Every day this week, as Fast Company readers vote to decide the single greatest geek moment in history, we’ll also present a debate over geek moments that we hope will get your juices flowing. It’s something to make you think as you get ready to exercise your sacred franchise.
As part of this week’s bracket competition to determine the greatest geek moment in history, we’re presenting daily debates that include technologists, culture mavens, software makers, and authors. They argued the merits of their personal favorite geek moments over email. And now we present those debates, lightly edited, for your reading pleasure.
Limor Fried (Ladyada), founder and CEO of Adafruit Industries My personal pick for greatest geek moment was when Augusta Ada King, the countess of Lovelace (referred to as Ada Lovelace) discovered that she could write a program/algorithm that could be executed by a machine. This was Charles Babbage’s analytical engine. She’s usually considered the first world’s first computer programmer. That “spark” set so much in motion. The very idea of humans being able to command machines in addition to just mathematics started with this very early and profound “geek moment” in the 1800s.

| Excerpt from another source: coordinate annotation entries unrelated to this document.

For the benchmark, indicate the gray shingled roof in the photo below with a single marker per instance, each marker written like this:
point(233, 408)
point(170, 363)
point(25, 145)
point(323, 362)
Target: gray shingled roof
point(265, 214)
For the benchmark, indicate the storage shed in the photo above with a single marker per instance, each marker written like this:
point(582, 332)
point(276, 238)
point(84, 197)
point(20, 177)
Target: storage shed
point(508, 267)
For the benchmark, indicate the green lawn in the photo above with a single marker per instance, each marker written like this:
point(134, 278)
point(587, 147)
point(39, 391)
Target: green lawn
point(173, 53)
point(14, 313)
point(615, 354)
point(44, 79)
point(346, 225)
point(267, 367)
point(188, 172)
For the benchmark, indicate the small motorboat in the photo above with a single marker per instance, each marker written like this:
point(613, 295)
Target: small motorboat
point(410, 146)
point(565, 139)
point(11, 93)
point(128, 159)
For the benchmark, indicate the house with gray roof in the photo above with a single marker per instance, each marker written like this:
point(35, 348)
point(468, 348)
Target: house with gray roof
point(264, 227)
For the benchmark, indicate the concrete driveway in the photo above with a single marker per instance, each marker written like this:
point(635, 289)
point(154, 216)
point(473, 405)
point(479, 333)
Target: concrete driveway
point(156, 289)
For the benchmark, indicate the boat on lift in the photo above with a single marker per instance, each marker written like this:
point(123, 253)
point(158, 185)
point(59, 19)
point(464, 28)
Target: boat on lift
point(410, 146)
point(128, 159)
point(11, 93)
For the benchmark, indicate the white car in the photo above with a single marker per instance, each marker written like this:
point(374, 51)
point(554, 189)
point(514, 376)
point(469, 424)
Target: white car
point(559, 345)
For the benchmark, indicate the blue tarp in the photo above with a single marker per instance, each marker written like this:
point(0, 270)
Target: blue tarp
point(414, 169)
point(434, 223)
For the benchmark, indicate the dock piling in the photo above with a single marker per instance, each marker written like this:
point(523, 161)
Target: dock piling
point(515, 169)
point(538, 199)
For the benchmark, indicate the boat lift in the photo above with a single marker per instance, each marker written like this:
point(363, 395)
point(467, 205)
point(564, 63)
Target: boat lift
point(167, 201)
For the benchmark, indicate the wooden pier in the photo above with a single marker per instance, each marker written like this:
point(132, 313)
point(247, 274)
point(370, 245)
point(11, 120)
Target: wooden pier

Steve Sansweet, founder of Rancho Obi-Wan, the world’s largest Star Wars museum, in Petaluma, California. The premiere of Star Wars on May 25, 1977, did more to launch geek culture as we know it today than any other single event in the history of geekdom. It had–and continues to have–a unique pull on three generations and millions of people worldwide. It helped change “geek” from a pejorative to, in the eyes of Hollywood and the licensing business, someone to court. And it strengthened the idea of fandom and, eventually, gave it true power.
Fried A long time ago in a galaxy far, far away . . . wouldn’t be possible unless someone, a geek, discovered that we could write programs and algorithms that could be executed by a machine. It’s part of a connected chain of events. One made another possible. I think even C-3PO, human-cyborg relations, would agree. Besides, Princess Leia and Ada Lovelace are both smart, powerful women, who also just happen to rock out the same hair style.
Sansweet While I truly admire a brilliant woman born 200 years ago who had a passion for science and math, one could equally argue that the Antikythera mechanism, built 2,000 years ago, was the first true computer that had been lost in the mists of time. Star Wars can also be traced back thousands of years to the underpinnings of mythology, from the hero’s journey to the wise mentor and, in a delightful twist, the damsel not in distress but in control. Princess Leia, in fact, made it possible for girls to get their geek on in a previously male-dominated subculture.